Grilled Italian Chicken with Sun-Dried Tomato Pesto
Juicy grilled chicken breasts marinated and served with a vibrant sun-dried tomato pesto, perfect for a flavorful Mediterranean-inspired meal. This italian-inspired chicken (mediterranean) ready in about 55 minutes blends olive oil, minced garlic cloves, dried oregano into a versatile sauce that lifts everything from grain bowls and roasted vegetables to grilled proteins — a small-batch staple worth keeping in the fridge. Each serving lands at about 340 calories and feeds 4, so a small batch covers several meals across the week without taking over the fridge. Tap "Plan a meal with the AI" below to drop this recipe into your week and send the ingredients straight to Instacart. Nutrition values are approximate, calculated from USDA FoodData Central (fdc.nal.usda.gov) — verify against ingredient labels for any health-driven dietary plan.
Ingredients
- 4 pieces (6 oz each) boneless skinless chicken breasts
- 3 tbsp olive oil
- 3 cloves, minced garlic cloves
- 1 tsp dried oregano
- 1 tsp salt
- 1/2 tsp black pepper
- 1/2 cup, drained sun-dried tomatoes in oil
- 1/4 cup packed fresh basil leaves
- 2 tbsp pine nuts
- 1/4 cup grated Parmesan cheese
- 1 tbsp lemon juice
Instructions
- Step 1: In a bowl, combine 3 tbsp olive oil, 3 minced garlic cloves, 1 tsp dried oregano, 1 tsp salt, and 1/2 tsp black pepper. Add 4 boneless skinless chicken breasts (6 oz each) and coat evenly. Marinate for at least 30 minutes in the refrigerator.
- Step 2: While chicken marinates, prepare the pesto by blending 1/2 cup drained sun-dried tomatoes, 1/4 cup fresh basil leaves, 2 tbsp pine nuts, 1/4 cup grated Parmesan cheese, and 1 tbsp lemon juice in a food processor until smooth but still slightly chunky.
- Step 3: Preheat grill to medium-high heat (about 400°F). Grill the chicken breasts for 6-7 minutes per side or until internal temperature reaches 165°F and juices run clear.
- Step 4: Remove chicken from grill and let rest for 5 minutes. Serve each breast topped generously with 2 tbsp of the sun-dried tomato pesto.
Frequently asked questions
How long does Grilled Italian Chicken with Sun-Dried Tomato Pesto take to make?
Total time is about 55 minutes (40 min prep + 15 min cook). A small batch typically covers several meals in the week — store as the recipe directs.

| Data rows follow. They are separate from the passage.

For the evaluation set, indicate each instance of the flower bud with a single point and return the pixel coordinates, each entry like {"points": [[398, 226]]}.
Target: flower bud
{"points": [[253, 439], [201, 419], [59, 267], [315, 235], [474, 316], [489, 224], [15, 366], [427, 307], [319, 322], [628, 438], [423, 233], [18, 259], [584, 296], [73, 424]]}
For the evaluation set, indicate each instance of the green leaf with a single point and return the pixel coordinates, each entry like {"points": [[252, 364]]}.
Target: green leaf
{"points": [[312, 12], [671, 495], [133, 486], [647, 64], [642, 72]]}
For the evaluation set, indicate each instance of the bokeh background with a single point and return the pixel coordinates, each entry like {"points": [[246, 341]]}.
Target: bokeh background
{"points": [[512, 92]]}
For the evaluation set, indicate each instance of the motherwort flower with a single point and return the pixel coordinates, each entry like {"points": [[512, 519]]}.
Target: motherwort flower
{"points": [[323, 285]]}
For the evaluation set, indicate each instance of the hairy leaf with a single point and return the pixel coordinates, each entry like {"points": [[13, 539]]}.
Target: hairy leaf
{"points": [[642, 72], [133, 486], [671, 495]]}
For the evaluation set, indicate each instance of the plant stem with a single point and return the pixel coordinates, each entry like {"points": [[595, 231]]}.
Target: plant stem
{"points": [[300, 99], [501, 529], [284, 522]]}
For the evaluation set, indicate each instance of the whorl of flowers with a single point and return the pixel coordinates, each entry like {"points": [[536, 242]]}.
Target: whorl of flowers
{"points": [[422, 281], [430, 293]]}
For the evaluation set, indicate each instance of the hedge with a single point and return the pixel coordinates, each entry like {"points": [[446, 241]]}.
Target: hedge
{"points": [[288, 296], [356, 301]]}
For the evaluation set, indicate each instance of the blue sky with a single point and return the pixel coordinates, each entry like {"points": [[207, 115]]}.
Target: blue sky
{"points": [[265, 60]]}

How do I store leftover Grilled Italian Chicken with Sun-Dried Tomato Pesto?
Transfer to an airtight jar and refrigerate for up to 5–7 days. Most sauces freeze well for up to 2 months — portion into small containers or freezer bags so you can thaw only what you need. Stir before serving; cream- or yogurt-based sauces may separate on standing.
Can I substitute ingredients in Grilled Italian Chicken with Sun-Dried Tomato Pesto?
Yes — most ingredients in this recipe have flexible swaps. For oil, use any neutral high-smoke-point oil (avocado, grapeseed, refined coconut). For aromatics, dried herbs at ⅓ the volume of fresh work in a pinch. The full ingredient list is shoppable on Instacart so you can see substitutes in real time.
How do I scale Grilled Italian Chicken with Sun-Dried Tomato Pesto for a different number of people?
The recipe is written for 4 servings. Multiply each ingredient by (your serving target / 4). Cook time stays roughly the same up to 2x; for 3-4x batches, switch from a skillet to a sheet pan or stockpot so the food isn't crowded — overcrowding steams instead of browns.
What goes well with Grilled Italian Chicken with Sun-Dried Tomato Pesto?
Italian chicken like this pair well with a simple grain (rice, couscous, or crusty bread), a quick salad with acid (lemon vinaigrette, pickled onions), and a pan sauce or yogurt-based dip. Tap "Plan a meal with the AI" to get specific side suggestions.